Budaya-Tionghoa.Net | Fu Yong Hai yang ‘asli’ sudah punah, ‘Hai’nya sudah terlupakan dan diganti oleh ‘bak’. Bak (daging)nya bisa daging apa ajah: babai, ayam, udang (masih mending) atau sapi. Yang belum pernah denger: domba, kambing ataupun kuda, apalagi unta or jerapah or buaya. Kalau pie (kura) sih eman-eman, masih lebih layak dimasak oh atau ditim dong ya?
Kalau sausnya memang bisa bervariasi, umumnya saus asam manis dengan
kacang polong, tapi ada juga yang pakenya ‘brown’ sauce berwarna soklat, dengan
tambahan kecap Inggris(?) yang aromanya khas itu.
Seorang teman FB (Facebook) saya bilang, saudaranya yang buka depot (resto) di Serbejeh (Surabaya) pernah dikomplain oleh pelanggannya yang pesen Fuyong-hai. Pasalnya, si pelanggan mendapati fuyong-hainya tipis, amis aroma kepiting. Padahal selama ini dia mendapat menu dengan nama fuyong-hai adalah tebal, garing, banyak sayurnya, dan tidak beraroma kepiting yang agak amis-amis begitu.

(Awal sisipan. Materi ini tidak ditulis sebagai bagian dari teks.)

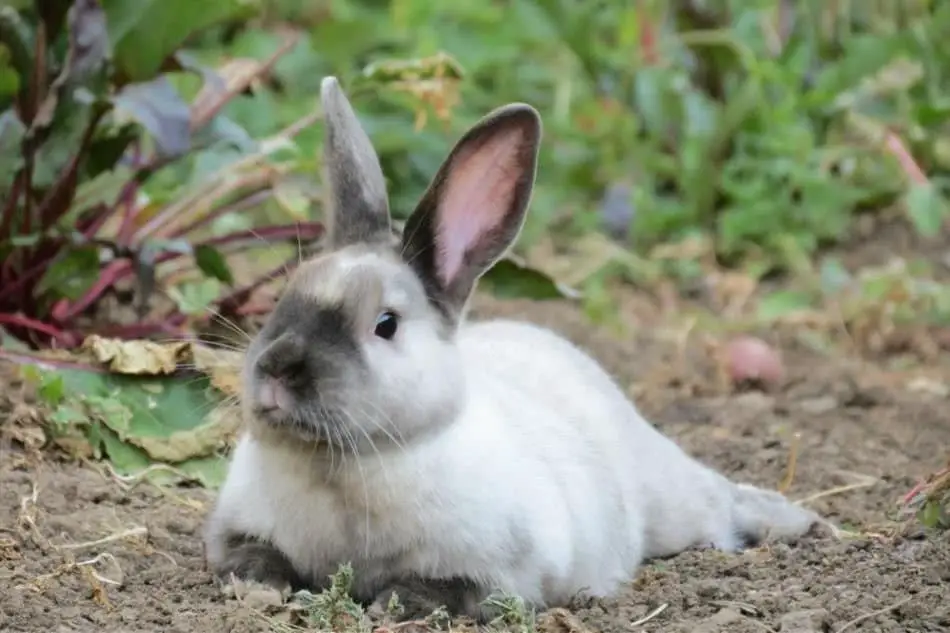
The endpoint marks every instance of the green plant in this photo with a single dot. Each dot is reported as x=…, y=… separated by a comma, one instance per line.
x=90, y=116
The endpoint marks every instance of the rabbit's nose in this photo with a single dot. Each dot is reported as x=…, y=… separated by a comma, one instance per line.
x=285, y=360
x=272, y=395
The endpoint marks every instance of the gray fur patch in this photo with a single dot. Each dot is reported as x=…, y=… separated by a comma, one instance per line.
x=252, y=559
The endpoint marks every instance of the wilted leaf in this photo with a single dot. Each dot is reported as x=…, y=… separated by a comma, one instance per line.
x=158, y=107
x=136, y=357
x=927, y=208
x=510, y=278
x=72, y=274
x=212, y=263
x=147, y=32
x=222, y=366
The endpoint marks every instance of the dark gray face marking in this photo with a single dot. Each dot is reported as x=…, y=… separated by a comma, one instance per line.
x=311, y=351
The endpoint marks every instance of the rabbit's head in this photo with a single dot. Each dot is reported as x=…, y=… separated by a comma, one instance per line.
x=359, y=351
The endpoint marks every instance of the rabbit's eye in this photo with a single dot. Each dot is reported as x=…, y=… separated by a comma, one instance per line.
x=386, y=325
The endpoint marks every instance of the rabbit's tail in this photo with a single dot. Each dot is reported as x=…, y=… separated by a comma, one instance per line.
x=761, y=515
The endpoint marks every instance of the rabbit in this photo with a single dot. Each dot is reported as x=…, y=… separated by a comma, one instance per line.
x=384, y=430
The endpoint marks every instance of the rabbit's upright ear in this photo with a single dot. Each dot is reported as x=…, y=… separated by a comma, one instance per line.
x=356, y=201
x=475, y=206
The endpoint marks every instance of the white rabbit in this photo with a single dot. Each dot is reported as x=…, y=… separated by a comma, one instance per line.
x=385, y=431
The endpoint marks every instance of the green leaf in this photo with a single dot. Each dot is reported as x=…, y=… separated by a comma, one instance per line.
x=72, y=274
x=68, y=108
x=194, y=297
x=212, y=263
x=140, y=420
x=12, y=131
x=52, y=389
x=144, y=33
x=834, y=276
x=930, y=514
x=510, y=279
x=158, y=107
x=783, y=303
x=53, y=14
x=926, y=208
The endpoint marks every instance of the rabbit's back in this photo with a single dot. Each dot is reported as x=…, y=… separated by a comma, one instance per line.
x=648, y=493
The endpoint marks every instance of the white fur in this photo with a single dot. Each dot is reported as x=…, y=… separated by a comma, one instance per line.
x=546, y=446
x=520, y=464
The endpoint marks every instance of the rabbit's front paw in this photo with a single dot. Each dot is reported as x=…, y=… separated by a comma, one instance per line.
x=414, y=598
x=250, y=559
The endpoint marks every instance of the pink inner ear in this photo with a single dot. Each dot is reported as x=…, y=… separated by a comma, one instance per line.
x=478, y=193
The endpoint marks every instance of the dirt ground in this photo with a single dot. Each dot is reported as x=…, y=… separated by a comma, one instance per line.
x=864, y=435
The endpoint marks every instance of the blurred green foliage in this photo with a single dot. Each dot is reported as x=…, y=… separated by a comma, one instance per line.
x=757, y=122
x=763, y=124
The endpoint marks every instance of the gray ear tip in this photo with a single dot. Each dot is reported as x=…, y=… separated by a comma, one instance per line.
x=329, y=88
x=525, y=115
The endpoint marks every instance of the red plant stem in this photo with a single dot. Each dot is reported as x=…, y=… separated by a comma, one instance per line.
x=63, y=310
x=648, y=40
x=22, y=279
x=18, y=320
x=126, y=198
x=120, y=268
x=56, y=203
x=9, y=207
x=899, y=151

So? Memang dunia makin aneh. Yang bener jadi salah, yang salah jadi bener. Fuyong-hai yang sesuai ‘pakem’nya, memakai melulu daging kepiting suwir + telur ayam, dengan sedikit tepung dan subalan sayur yang mestinya merupakan pakem yang baik dan bener, justru disalahkan. Karena mereka sudah biasa terpapar sekian lama dengan Fuyong-bak: dengan daging apa saja, banyak sayur, banyak tepung – sebagai usaha menekan COGS dan menaikkan cwan-nya, jeh!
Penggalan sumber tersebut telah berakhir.